Così attente ai particolari, alle calze nere e alle décolleté di camoscio leopardato, ma così impegnate a rivestire le loro figlie ( dopo aver fatto anni di pratica con le Barbie prima e con i chihuahua poi) con vestitini rosa e paillettes come bomboniere da prima comunione da non accorgersi che nell’angolo a destra di quella bustina di plastica ad indossare l’equivoco travestimento è una bambina. Una bambina con gli occhi vispi e i capelli lunghi che se anche fossero stati corti poco sarebbe importato. Una bambina che se anche fosse stata un bambino non avrebbe potuto proibire ad una mamma di comprare quella maschera alla propria figlia. O forse sì? Inadeguato. “Ma insomma, è pur sempre un supereroe, chissà cos’hanno in testa ‘sti danesi”.
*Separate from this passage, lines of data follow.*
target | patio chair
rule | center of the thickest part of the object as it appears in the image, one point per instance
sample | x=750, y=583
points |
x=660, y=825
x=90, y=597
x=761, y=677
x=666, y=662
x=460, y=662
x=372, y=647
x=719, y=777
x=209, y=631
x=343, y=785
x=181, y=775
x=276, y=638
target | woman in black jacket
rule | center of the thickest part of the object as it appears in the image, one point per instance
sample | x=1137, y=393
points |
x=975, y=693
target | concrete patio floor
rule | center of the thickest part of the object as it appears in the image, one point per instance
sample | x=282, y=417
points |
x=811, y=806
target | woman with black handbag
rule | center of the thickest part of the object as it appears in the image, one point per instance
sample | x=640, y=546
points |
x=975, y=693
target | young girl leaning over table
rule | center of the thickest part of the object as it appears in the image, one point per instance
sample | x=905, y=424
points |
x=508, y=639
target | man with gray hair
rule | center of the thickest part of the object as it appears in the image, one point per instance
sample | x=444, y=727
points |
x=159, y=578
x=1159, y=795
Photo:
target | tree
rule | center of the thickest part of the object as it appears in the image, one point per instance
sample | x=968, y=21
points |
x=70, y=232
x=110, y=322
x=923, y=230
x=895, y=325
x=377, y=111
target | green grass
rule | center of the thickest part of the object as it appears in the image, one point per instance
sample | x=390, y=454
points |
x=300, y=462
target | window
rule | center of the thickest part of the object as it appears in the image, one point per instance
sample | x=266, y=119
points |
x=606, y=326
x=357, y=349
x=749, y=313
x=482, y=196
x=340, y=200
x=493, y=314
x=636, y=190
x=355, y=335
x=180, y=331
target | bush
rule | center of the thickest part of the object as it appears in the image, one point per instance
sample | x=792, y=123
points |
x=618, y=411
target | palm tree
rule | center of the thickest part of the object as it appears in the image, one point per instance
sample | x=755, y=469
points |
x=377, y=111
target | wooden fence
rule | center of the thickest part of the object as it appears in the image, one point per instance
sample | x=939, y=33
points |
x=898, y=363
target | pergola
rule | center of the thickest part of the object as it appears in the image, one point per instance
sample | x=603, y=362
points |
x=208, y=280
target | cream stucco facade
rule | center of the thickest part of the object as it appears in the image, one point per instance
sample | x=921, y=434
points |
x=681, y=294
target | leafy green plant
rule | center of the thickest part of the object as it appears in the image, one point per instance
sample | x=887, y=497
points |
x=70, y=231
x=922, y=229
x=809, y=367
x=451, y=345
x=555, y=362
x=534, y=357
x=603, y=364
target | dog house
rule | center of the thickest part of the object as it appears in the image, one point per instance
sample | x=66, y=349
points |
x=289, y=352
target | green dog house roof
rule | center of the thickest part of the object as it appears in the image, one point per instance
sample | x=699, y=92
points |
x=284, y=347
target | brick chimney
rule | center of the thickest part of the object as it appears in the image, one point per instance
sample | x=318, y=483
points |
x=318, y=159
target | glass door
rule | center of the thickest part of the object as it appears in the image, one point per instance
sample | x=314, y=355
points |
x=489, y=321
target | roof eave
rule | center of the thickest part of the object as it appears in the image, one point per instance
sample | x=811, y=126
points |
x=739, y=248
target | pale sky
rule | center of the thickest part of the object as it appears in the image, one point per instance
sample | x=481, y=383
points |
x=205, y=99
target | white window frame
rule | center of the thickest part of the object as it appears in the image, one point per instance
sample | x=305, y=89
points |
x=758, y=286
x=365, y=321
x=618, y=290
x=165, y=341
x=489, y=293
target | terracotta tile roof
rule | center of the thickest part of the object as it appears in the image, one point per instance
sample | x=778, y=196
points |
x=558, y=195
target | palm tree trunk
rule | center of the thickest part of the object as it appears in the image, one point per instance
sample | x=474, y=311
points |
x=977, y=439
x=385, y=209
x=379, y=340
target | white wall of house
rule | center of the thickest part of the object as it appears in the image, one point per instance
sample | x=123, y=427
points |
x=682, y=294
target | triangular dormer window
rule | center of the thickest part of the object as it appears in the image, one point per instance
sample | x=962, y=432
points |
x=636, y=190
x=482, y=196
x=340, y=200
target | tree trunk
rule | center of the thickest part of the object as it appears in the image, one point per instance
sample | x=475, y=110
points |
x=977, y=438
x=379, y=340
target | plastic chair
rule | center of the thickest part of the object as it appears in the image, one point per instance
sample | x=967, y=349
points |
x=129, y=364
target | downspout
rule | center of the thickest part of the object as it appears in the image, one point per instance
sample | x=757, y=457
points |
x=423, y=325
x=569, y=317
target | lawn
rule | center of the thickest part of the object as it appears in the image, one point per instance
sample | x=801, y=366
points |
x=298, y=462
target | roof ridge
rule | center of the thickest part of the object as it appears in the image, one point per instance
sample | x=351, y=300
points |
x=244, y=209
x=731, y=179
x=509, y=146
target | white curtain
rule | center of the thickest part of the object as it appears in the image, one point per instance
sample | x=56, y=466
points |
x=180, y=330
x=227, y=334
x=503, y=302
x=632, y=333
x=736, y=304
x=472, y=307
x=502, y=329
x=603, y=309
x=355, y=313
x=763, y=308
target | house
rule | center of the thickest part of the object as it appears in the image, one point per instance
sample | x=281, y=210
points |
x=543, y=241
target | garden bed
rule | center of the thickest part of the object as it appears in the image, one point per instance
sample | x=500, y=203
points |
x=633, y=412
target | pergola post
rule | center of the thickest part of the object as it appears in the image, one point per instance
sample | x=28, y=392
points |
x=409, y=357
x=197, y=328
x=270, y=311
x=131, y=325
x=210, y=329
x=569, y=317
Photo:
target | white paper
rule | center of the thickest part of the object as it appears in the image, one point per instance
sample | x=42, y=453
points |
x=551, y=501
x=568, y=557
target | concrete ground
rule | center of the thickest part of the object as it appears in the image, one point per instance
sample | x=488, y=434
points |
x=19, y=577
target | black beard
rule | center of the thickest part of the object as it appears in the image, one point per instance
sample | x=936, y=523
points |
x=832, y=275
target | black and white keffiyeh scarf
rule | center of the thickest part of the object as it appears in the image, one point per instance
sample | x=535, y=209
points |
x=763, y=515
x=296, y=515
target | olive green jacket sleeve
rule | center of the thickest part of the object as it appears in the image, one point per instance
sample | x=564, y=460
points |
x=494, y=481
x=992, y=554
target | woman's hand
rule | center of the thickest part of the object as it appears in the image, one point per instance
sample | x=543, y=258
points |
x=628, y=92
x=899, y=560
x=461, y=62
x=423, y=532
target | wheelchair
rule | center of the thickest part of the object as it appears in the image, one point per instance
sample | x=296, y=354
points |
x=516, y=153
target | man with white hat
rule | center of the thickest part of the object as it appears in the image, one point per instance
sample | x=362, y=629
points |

“Chissà cos’hanno in testa st’italiani”, penso io che sono cresciuta con le storie delle principesse Disney che trovano il loro dolce epilogo solo con un principe (Frozen e Ribelle The Brave erano ancora lontani dall’essere concepiti concretamente), ma che ogni mattina vedevo combattere come solo una donna sa fare Xena, sentendo nominare qua e là personaggi che avrei approfondito soltanto tempo dopo negli anni di liceo. Io che non sono della stessa idea della Mazzantini e che credo che le persone siano in grado di salvarsi anche da sole, che siano uomini o donne. Si salvano, con acciacchi e fatica sì, ma prima o poi riescono, basta pensare di farcela. Basta pensare di poter essere ciò che si vuole. Anche se si tratta di essere un supereroe celeste in una favola che vede di buon occhio soltanto principessine rosa.